One way Veho accomplishes this is by setting expectations for the companies that use its service. Veho is not an on-demand delivery provider, but aims to compete instead with FedEx and UPS. Drivers use their personal cars and can sign up for delivery routes for Veho through an app. Because Veho is strictly a next-day delivery service, drivers don’t have to rush an order to earn tips, as they would with an on-demand service, says Mr. Cook.
“With our model, you could claim a 4-hour route that paid $100 and has 25 packages, and if you take an hour longer to do those deliveries, we’re actually fine with that.”
Who wins, who loses?
New technologies in supply chains can have world-altering effects. Just think of how the advent of the shipping container made possible globalization as we know it.

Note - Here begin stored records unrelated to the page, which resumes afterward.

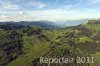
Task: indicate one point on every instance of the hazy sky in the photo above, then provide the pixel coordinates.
(53, 10)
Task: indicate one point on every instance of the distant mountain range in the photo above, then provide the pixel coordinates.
(23, 24)
(43, 24)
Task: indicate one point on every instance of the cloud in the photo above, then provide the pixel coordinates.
(92, 2)
(9, 6)
(38, 4)
(3, 16)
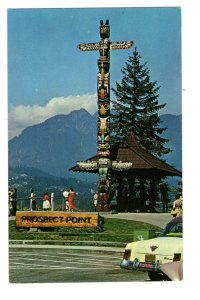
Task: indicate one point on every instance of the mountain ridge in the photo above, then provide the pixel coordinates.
(56, 144)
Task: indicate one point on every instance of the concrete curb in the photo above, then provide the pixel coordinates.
(69, 246)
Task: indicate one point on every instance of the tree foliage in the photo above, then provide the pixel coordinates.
(136, 107)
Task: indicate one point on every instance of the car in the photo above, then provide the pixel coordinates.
(149, 255)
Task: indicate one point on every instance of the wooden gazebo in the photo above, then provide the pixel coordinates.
(130, 161)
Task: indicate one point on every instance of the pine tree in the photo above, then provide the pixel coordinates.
(136, 107)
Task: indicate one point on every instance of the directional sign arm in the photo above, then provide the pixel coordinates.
(89, 47)
(121, 45)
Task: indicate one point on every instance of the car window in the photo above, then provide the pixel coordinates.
(173, 229)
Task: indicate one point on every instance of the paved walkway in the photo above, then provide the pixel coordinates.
(157, 219)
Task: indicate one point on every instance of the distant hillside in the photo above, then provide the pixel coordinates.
(56, 144)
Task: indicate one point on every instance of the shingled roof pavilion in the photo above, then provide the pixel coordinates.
(136, 163)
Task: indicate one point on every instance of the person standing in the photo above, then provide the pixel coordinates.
(178, 207)
(95, 201)
(71, 199)
(34, 206)
(46, 203)
(65, 197)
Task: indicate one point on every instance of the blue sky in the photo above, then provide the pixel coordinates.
(48, 75)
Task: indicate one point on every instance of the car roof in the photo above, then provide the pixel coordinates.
(176, 220)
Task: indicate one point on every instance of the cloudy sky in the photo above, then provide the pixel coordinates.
(48, 75)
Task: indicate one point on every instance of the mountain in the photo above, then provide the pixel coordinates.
(56, 144)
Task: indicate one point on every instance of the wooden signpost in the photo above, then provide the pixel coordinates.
(56, 219)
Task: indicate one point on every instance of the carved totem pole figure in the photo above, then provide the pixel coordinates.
(103, 92)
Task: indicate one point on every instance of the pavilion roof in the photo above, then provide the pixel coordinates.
(142, 162)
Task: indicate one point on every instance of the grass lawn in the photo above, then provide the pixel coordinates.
(113, 230)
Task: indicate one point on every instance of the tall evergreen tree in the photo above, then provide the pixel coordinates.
(136, 107)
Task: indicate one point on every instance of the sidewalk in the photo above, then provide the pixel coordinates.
(157, 219)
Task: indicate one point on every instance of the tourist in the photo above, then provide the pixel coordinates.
(95, 200)
(65, 197)
(46, 202)
(71, 199)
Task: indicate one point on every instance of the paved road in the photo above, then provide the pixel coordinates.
(56, 265)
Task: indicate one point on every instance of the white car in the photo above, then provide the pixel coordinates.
(150, 255)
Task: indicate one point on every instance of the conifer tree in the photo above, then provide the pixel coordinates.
(136, 108)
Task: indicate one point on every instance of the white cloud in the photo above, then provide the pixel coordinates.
(22, 116)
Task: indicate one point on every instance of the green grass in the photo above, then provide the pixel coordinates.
(113, 230)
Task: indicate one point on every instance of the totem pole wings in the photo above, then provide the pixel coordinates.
(103, 92)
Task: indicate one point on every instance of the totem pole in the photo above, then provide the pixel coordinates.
(103, 92)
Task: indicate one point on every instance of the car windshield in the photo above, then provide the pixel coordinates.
(173, 229)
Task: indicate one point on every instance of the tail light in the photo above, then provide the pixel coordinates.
(127, 254)
(177, 257)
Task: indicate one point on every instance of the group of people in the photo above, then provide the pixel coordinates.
(68, 195)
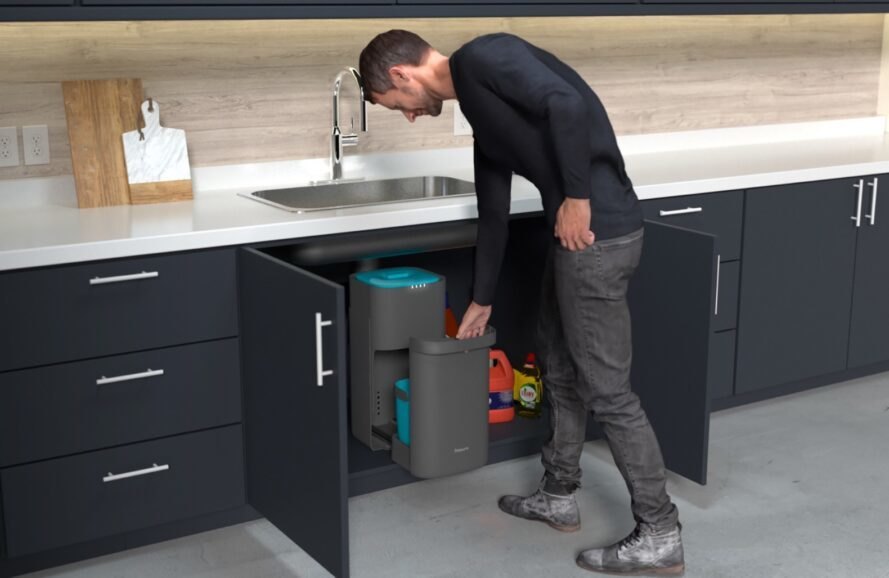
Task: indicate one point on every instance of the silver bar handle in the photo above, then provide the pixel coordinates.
(716, 307)
(873, 202)
(149, 373)
(152, 470)
(860, 187)
(120, 278)
(681, 211)
(319, 349)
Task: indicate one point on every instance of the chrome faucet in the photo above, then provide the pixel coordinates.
(338, 140)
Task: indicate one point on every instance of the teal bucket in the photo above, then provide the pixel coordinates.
(403, 410)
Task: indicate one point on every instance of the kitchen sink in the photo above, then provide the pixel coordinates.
(333, 195)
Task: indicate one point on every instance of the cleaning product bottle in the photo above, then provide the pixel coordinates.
(501, 407)
(451, 325)
(528, 388)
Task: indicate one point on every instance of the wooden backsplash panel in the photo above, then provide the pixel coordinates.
(260, 90)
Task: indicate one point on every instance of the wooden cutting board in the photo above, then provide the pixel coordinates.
(99, 112)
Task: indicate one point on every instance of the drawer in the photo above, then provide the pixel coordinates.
(719, 214)
(69, 408)
(68, 500)
(74, 312)
(721, 371)
(726, 307)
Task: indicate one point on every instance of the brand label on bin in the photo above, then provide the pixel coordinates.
(500, 400)
(528, 394)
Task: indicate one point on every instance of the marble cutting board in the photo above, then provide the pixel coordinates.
(157, 160)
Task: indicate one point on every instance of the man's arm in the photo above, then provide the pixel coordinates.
(492, 184)
(512, 72)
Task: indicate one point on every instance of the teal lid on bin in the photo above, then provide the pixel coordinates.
(397, 277)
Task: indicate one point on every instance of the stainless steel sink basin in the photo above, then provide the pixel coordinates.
(361, 193)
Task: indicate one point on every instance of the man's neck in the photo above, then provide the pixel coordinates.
(439, 83)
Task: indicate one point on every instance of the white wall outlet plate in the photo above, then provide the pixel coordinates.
(461, 125)
(35, 140)
(9, 147)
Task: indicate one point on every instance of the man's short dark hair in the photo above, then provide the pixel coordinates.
(386, 50)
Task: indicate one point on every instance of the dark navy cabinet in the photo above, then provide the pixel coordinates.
(813, 284)
(293, 326)
(869, 335)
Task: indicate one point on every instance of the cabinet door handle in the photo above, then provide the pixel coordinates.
(135, 473)
(716, 307)
(860, 187)
(120, 278)
(149, 373)
(319, 349)
(873, 202)
(681, 211)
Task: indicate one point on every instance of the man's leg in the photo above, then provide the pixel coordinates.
(591, 288)
(554, 502)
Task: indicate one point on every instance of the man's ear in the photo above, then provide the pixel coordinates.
(399, 75)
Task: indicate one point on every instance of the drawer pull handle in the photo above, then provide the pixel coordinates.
(319, 350)
(681, 211)
(120, 278)
(149, 373)
(716, 306)
(873, 203)
(857, 216)
(152, 470)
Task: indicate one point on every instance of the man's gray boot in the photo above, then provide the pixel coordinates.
(551, 504)
(644, 552)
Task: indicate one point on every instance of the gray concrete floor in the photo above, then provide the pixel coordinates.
(798, 488)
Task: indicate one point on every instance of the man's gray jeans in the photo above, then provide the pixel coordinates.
(585, 350)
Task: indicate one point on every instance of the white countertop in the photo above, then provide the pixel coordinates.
(40, 224)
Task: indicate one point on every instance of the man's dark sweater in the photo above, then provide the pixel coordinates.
(533, 115)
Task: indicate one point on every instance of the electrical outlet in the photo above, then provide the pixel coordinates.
(461, 125)
(36, 142)
(9, 147)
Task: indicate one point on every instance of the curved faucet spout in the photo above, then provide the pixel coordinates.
(338, 140)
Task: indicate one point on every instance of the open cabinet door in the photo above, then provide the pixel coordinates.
(671, 300)
(293, 345)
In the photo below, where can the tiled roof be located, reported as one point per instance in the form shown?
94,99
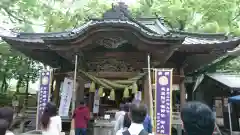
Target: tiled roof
230,80
191,40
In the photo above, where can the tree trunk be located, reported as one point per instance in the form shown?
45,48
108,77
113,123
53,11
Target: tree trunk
3,82
19,85
26,92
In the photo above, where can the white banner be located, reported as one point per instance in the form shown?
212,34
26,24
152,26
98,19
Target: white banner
138,96
66,96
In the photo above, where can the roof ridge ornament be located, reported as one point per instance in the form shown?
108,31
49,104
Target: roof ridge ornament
116,13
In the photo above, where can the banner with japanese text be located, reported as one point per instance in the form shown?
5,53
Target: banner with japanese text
66,97
43,95
163,98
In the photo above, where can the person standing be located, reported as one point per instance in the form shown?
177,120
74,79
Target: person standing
51,123
119,122
198,119
126,124
147,124
6,113
81,117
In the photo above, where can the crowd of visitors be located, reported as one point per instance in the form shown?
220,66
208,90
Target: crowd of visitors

These changes take time, though, and companies face urgency not just from current supply-chain disruptions but because Amazon is building on a huge head start, says Dr. Shih. No individual retailer can compete with Amazon’s logistical scale—which is one reason other companies are banding together to leverage each others’ infrastructure and innovations. Companies like UPS (through its subsidiary Ware2Go) are trying to expand into fulfillment as well as delivery, and
recently announced a new last-mile delivery service that will carry other retailers’ goods.
Alliances and investment notwithstanding, analysts predict that costs to move and store goods will continue to rise through 2022. All this investment in supply-chain technology isn’t fixing immediate shortages or bottlenecks.
But further out? Dr. Shih says that who wins and who loses in supply chains will depend on who is able to use automation and software to pare down the industry’s dependence on workers, and to make those who remain that much more productive.